Utah women participated in a national study released today that showed one particular surgery for "stress urinary incontinence" is better than another at keeping women dry. But this option also leads to negative side effects, including urinary tract infections and difficulty urinating.
Stress incontinence affects up to 50 percent of women, according to some estimates, though it is bothersome only to about 15 percent of women. Incontinence can have negative emotional consequences - women may give up activities like exercise, and they can suffer from low self-esteem.
"People who are perfectly healthy but coughed at a party and had a huge spurt of urine all over their white pants, [the interference in their quality of life] is just as bad as someone with chronic kidney failure," said Peggy Norton, one of the study's authors and an associate professor of obstetric and gynecology at the University of Utah.
Utah was one of nine study sites that compared two common surgeries for the most prevalent form of incontinence. Both surgeries aim to add support to pinch off the urethra.
One inserts a sling made of a woman's own tissue; the other, the Burch procdure, attaches sutures to underlying ligaments.
The women were randomly assigned to have one of the two surgeries, and neither they nor the surgeons knew which surgery they would be getting beforehand.
Two years after the surgery, women were more satisfied with the sling, which also showed less leakage.

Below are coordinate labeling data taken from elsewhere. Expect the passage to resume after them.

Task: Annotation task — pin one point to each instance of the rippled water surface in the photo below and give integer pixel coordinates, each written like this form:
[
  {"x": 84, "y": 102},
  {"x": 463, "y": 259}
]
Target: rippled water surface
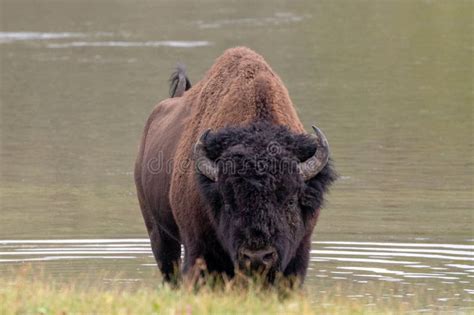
[{"x": 390, "y": 83}]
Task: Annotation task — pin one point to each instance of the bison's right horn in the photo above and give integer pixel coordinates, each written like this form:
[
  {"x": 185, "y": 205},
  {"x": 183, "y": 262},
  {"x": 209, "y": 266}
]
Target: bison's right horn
[
  {"x": 312, "y": 166},
  {"x": 204, "y": 165}
]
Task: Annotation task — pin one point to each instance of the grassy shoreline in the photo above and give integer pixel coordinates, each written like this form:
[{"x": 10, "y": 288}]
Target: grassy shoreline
[{"x": 26, "y": 293}]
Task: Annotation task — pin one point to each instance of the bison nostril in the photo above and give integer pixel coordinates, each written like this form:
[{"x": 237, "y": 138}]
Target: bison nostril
[{"x": 269, "y": 257}]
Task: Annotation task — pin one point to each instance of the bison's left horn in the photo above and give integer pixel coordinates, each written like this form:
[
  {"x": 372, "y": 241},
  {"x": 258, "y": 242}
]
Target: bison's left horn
[
  {"x": 312, "y": 166},
  {"x": 204, "y": 165}
]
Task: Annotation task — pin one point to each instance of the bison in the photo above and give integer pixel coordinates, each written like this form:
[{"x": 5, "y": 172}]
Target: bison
[{"x": 226, "y": 168}]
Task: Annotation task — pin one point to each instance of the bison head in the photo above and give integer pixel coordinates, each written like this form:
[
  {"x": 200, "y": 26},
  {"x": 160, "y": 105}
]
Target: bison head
[{"x": 264, "y": 186}]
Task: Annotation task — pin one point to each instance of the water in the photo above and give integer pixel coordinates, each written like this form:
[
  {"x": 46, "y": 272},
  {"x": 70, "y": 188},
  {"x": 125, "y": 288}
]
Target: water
[{"x": 390, "y": 83}]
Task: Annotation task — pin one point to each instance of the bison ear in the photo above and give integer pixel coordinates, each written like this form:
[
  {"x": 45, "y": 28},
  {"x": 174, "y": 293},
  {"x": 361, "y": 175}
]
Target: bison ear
[{"x": 204, "y": 165}]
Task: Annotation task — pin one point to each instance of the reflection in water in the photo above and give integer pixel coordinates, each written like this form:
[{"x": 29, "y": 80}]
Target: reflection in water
[{"x": 428, "y": 267}]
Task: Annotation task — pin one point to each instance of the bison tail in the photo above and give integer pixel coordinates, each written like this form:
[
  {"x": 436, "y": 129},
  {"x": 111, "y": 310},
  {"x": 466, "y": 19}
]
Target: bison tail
[{"x": 179, "y": 82}]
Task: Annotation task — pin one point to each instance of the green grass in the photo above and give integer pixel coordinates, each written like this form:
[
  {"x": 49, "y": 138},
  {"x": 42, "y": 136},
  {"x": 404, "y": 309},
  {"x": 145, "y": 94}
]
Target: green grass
[{"x": 26, "y": 293}]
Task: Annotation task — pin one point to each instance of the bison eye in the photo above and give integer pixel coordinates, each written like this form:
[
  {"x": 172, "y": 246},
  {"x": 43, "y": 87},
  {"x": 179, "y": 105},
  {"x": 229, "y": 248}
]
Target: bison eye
[{"x": 292, "y": 202}]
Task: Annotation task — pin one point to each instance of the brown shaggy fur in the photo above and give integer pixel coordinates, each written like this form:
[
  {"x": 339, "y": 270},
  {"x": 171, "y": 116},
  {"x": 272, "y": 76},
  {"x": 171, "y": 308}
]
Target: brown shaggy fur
[{"x": 239, "y": 88}]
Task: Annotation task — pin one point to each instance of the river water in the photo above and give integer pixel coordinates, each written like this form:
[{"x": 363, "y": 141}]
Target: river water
[{"x": 389, "y": 82}]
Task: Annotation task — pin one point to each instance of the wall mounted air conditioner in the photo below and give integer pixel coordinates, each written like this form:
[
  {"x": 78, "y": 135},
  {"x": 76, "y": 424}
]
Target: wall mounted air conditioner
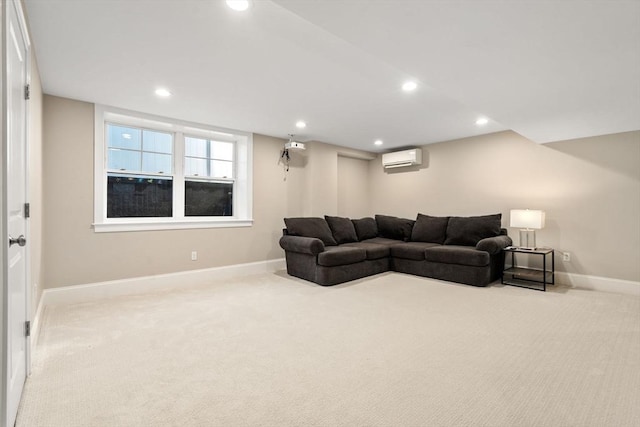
[{"x": 403, "y": 158}]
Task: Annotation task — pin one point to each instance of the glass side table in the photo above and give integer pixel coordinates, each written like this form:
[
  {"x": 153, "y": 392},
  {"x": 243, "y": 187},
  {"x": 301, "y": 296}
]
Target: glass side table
[{"x": 529, "y": 277}]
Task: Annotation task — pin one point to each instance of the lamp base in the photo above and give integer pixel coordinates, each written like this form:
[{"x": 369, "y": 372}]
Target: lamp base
[{"x": 528, "y": 238}]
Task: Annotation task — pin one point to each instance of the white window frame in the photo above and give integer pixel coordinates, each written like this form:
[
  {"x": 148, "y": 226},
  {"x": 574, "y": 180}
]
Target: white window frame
[{"x": 243, "y": 170}]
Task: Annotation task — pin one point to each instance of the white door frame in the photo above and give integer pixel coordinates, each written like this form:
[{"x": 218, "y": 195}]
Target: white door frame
[{"x": 4, "y": 237}]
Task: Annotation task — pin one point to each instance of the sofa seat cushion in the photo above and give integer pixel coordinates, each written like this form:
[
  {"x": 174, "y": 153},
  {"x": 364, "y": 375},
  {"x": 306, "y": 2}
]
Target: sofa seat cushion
[
  {"x": 461, "y": 255},
  {"x": 311, "y": 227},
  {"x": 374, "y": 251},
  {"x": 342, "y": 229},
  {"x": 383, "y": 241},
  {"x": 468, "y": 231},
  {"x": 393, "y": 227},
  {"x": 411, "y": 250},
  {"x": 341, "y": 255},
  {"x": 366, "y": 228},
  {"x": 431, "y": 229}
]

The findings are significant because the study, funded by the National Institutes of Health, is the largest and most rigorous U.S. trial comparing the two surgeries, according to the NIH.

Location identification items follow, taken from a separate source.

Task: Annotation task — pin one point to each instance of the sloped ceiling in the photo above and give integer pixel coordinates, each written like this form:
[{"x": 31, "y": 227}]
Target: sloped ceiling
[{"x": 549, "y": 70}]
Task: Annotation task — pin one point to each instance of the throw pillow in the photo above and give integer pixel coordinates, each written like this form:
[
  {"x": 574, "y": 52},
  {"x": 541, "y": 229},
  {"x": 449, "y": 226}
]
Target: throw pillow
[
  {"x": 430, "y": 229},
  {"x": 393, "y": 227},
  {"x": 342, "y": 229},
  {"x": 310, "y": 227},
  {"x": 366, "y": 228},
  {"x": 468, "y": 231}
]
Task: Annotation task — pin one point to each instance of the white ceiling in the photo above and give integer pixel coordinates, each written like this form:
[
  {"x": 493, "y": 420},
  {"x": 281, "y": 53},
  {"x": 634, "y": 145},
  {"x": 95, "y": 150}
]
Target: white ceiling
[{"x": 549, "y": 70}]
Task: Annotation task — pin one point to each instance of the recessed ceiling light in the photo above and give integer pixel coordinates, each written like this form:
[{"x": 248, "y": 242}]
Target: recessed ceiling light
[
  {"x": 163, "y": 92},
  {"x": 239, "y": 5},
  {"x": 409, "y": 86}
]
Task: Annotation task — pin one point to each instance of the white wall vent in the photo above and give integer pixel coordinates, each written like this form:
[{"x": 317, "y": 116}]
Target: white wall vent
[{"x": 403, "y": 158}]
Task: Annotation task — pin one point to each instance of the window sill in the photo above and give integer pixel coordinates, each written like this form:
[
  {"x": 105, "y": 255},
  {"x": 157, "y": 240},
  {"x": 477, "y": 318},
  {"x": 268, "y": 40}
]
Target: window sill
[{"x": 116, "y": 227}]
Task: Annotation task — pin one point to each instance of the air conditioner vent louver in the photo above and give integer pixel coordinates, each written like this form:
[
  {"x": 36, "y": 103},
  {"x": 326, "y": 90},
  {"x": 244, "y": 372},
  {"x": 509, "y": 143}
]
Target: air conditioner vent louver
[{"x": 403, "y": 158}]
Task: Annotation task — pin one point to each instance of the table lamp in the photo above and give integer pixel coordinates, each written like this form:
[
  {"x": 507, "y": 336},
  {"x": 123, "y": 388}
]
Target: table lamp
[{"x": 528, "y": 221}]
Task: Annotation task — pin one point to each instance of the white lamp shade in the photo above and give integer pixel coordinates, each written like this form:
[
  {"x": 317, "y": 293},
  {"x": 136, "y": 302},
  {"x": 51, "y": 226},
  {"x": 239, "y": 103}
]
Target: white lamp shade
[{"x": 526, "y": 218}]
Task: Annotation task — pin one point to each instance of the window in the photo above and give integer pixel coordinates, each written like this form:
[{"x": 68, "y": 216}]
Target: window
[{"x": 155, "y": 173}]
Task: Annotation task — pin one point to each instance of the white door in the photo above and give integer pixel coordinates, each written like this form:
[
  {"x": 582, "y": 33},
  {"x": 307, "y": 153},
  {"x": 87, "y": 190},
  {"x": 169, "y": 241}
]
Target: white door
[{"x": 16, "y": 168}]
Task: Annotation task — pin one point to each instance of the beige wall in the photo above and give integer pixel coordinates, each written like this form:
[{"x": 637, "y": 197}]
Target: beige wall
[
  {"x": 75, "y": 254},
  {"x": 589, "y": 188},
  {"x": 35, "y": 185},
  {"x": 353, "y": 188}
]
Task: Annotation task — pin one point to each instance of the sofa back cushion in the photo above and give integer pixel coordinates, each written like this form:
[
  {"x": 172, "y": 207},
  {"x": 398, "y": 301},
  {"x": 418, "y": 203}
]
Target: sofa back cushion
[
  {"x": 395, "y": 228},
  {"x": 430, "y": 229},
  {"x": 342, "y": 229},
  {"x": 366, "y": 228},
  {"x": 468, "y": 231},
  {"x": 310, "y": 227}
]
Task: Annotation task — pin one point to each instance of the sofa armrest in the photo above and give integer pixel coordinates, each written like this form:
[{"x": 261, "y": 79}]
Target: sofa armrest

The study will be published in the New England Journal of Medicine this week, and Norton is presenting the findings to the American Urological Association in California today.
"Every woman needs information so that she can make a decision, along with her surgeon, about will it improve my quality of life . . . and what might the risks be to me? Having numbers about what happens to other folks really does help in the counseling," said Norton, who performs surgeries on incontinent women.

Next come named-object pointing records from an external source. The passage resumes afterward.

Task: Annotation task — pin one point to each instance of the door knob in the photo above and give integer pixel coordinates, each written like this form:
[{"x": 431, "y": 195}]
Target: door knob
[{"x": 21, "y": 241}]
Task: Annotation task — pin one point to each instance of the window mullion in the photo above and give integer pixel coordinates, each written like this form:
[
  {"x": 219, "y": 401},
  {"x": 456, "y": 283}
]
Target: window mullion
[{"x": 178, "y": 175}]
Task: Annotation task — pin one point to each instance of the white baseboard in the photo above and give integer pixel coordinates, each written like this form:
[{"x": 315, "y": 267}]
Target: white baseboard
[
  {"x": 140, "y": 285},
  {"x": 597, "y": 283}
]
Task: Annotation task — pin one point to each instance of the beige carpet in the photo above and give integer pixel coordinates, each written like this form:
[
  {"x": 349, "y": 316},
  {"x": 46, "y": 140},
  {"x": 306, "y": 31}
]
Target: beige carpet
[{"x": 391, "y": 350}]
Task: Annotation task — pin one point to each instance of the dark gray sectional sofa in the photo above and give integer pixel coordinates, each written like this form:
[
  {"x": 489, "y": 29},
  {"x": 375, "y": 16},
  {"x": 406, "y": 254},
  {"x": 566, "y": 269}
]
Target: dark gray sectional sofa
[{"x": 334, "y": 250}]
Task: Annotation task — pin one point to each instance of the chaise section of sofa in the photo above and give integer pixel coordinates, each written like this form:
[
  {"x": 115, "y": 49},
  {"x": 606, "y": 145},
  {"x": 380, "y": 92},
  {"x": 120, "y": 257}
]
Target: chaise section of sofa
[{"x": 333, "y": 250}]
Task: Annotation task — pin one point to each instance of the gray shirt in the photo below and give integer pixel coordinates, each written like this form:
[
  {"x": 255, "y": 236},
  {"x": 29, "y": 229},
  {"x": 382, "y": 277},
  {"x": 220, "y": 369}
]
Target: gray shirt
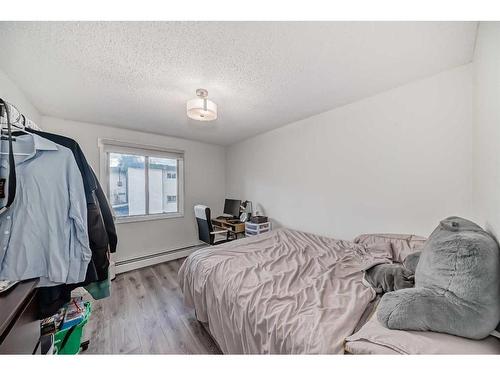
[{"x": 44, "y": 233}]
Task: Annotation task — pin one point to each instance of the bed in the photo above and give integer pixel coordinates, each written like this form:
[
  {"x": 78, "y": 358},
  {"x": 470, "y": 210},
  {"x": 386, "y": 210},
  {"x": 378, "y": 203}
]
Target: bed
[{"x": 289, "y": 292}]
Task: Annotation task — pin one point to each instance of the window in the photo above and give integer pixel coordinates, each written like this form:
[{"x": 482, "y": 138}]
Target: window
[{"x": 143, "y": 182}]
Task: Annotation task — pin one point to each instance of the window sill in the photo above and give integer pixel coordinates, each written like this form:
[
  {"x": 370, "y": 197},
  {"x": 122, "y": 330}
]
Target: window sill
[{"x": 139, "y": 218}]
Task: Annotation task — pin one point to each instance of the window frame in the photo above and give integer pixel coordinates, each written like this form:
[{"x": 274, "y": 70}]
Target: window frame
[{"x": 107, "y": 146}]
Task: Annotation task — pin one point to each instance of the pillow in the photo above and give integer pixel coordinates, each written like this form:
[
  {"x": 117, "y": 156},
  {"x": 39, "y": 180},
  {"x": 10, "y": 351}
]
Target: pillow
[
  {"x": 383, "y": 340},
  {"x": 400, "y": 245}
]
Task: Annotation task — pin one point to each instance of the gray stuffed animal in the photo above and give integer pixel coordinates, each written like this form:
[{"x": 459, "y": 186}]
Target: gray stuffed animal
[{"x": 457, "y": 285}]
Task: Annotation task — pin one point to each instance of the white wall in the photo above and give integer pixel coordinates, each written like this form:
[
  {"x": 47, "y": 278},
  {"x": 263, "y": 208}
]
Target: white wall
[
  {"x": 204, "y": 183},
  {"x": 487, "y": 177},
  {"x": 396, "y": 162},
  {"x": 12, "y": 94}
]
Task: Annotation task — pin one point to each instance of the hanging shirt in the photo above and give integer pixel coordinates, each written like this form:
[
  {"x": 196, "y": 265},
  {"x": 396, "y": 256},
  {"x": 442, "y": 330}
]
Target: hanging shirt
[{"x": 44, "y": 233}]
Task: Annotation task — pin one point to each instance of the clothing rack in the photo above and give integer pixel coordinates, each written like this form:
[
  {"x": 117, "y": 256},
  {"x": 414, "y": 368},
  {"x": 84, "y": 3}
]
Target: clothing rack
[{"x": 16, "y": 118}]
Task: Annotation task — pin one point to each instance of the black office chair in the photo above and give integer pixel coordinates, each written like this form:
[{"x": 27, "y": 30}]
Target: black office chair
[{"x": 206, "y": 232}]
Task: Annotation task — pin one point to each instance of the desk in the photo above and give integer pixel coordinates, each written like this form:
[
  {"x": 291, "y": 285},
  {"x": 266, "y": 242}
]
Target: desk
[{"x": 232, "y": 225}]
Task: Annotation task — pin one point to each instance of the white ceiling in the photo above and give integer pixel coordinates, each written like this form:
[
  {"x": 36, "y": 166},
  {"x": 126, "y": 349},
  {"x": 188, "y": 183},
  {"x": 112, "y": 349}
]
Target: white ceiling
[{"x": 262, "y": 75}]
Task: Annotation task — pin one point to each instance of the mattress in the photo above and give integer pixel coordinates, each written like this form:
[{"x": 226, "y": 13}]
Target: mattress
[{"x": 283, "y": 292}]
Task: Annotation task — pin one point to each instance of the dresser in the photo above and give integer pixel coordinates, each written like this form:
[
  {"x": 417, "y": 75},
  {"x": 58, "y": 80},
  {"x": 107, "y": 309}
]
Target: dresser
[{"x": 19, "y": 326}]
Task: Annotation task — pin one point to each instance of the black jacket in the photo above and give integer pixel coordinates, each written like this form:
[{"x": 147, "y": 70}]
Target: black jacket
[{"x": 100, "y": 226}]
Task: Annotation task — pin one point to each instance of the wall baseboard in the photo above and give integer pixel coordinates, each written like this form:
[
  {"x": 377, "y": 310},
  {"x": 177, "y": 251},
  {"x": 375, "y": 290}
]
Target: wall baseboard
[{"x": 149, "y": 260}]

Beverly Beasley had the sling surgery 15 years ago after suffering from stress incontinence for most of her life. "I'm a ski instructor and it was not helpful. You jump up - and boom," said the 59-year-old Sandy woman.
She wasn't part of the study, but she confirmed the sling is effective. "I can do anything. I can jump on trampolines. I can do jumping jacks. It keeps me active, and I'm old."
Stress incontinence is most common among women in their 40s and 50s. Women who have given birth are at a higher risk of incontinence. Being overweight is also a risk factor.
The problem is weak pelvic floor or urethral sphincter muscles.
"It's like somebody just dropped a 30-pound weight on your bladder," Norton said.
The surgeon would rather patients avoid surgery. Prevention methods could include Caesarean sections in women who are at higher risk of incontinence, she said. Other treatments include exercises to strengthen the pelvic floor, changing fluid intake and losing weight.
About 250,000 women seek surgery for incontinence each year. The Burch and sling surgeries are two of the most common, though mesh synthetic slings are taking over in popularity because they offer faster recovery times and fewer complications.
Norton is currently helping study the mesh slings, noting that the other studies to date have been funded by mesh manufacturers. She is also involved in a study of Utah women to learn if incontinence runs in families, with the goal of eventually preventing it.